Выстреливший бросился ему на помощь, норовя ткнуть мельника штыком в спину, но Кузьма увернулся. Вскочил на ноги, скрылся в темноте.
Солдат помог старшему подняться.
– Свиньи! Скоты! Твари! – бессвязно кричал капрал. Он поднял свое ружье, принялся тыкать им во все стороны, хотя во дворе больше никого не было. – Завтра придут наши – будет вам! Заряжай, Люк! Будь наготове, а я посмотрю, что с Шарло. Может, он еще жив.
Наклонился над телом. Заругался пуще прежнего.
Подошел к подстреленному мужику и бешено, несколько раз, вонзил в него штык.
Не в силах слушать эти хрусткие звуки, Полина Афанасьевна затворила окно и отвернулась. Руки у нее дрожали.
Плохо всё было. Очень плохо.
А до какой степени плохо, открылось назавтра.
Утром двор наполнился ржанием, гневными криками. Посмотреть, что там творится, было невозможно.

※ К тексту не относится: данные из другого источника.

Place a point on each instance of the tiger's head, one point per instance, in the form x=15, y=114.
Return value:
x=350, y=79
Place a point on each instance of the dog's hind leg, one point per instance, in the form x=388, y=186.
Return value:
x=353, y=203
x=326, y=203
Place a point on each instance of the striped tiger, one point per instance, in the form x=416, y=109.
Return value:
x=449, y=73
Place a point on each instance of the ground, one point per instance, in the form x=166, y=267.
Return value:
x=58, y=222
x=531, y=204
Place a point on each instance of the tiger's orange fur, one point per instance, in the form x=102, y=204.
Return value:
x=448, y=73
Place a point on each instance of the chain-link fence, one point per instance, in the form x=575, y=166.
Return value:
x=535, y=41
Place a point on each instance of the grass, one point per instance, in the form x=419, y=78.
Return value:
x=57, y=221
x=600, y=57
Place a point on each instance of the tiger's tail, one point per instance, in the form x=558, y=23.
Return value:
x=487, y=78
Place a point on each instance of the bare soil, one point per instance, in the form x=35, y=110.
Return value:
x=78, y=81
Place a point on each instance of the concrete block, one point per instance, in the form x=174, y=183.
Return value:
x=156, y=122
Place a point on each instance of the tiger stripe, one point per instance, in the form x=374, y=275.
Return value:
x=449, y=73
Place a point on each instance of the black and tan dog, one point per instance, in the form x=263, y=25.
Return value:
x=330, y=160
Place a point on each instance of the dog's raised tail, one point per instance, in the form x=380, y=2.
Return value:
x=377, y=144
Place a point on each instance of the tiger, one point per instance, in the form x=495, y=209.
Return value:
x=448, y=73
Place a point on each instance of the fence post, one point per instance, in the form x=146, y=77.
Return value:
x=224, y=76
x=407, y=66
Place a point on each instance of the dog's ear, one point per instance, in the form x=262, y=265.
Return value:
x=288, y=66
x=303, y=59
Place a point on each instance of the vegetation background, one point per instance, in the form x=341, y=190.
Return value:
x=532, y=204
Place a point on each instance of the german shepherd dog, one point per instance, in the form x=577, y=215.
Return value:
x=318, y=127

Двое уцелевших часовых еще ночью захлопнули снаружи все ставни в помещичьем доме и службах, а всякому, кто пытался выглянуть, грозили ружьем.
Через малое время после того, как нагрянули всадники, барыню с внучкой и всех слуг вывели солдаты. Еще и в шкафы, под кровати заглянули – не спрятался ли кто. На вопросы французы не отвечали, глядели волками.
Подле потухшего костра покойников не было. Только на земле в двух местах темнели кровавые пятна.
Согнав всех вместе, будто пленных, усадебных обитателей повели в село. Там перед церковью толпились деревенские, от стара до мала. Стоял в полном облачении тревожный отец Мирокль, осенял прихожан крестом. Двумя ровными шеренгами, одна конная, другая пешая, стояли синие мундиры. Громко бил барабан. Майор Бошан, грозно-торжественный, восседал в седле, невзирая на геморроидальную шишку. Справа барабанщик, слева исправник Кляксин, тоже суровый.
Нашлись и пропавшие покойники.
Француз лежал на телеге, покрытый знаменем, с подвязанным подбородком.
У колес, в грязи, валялся кто-то серо-бурый, с торчащей вверх бородой.
Глухой Спиридон! Вот кого, значит, догнала ночью французская пуля.
Покосившись на помещицу, звенигородский командан взмахнул, и барабан умолк. Бошан стал говорить речь. После каждой фразы прерывался, чтобы Кляксин перевел.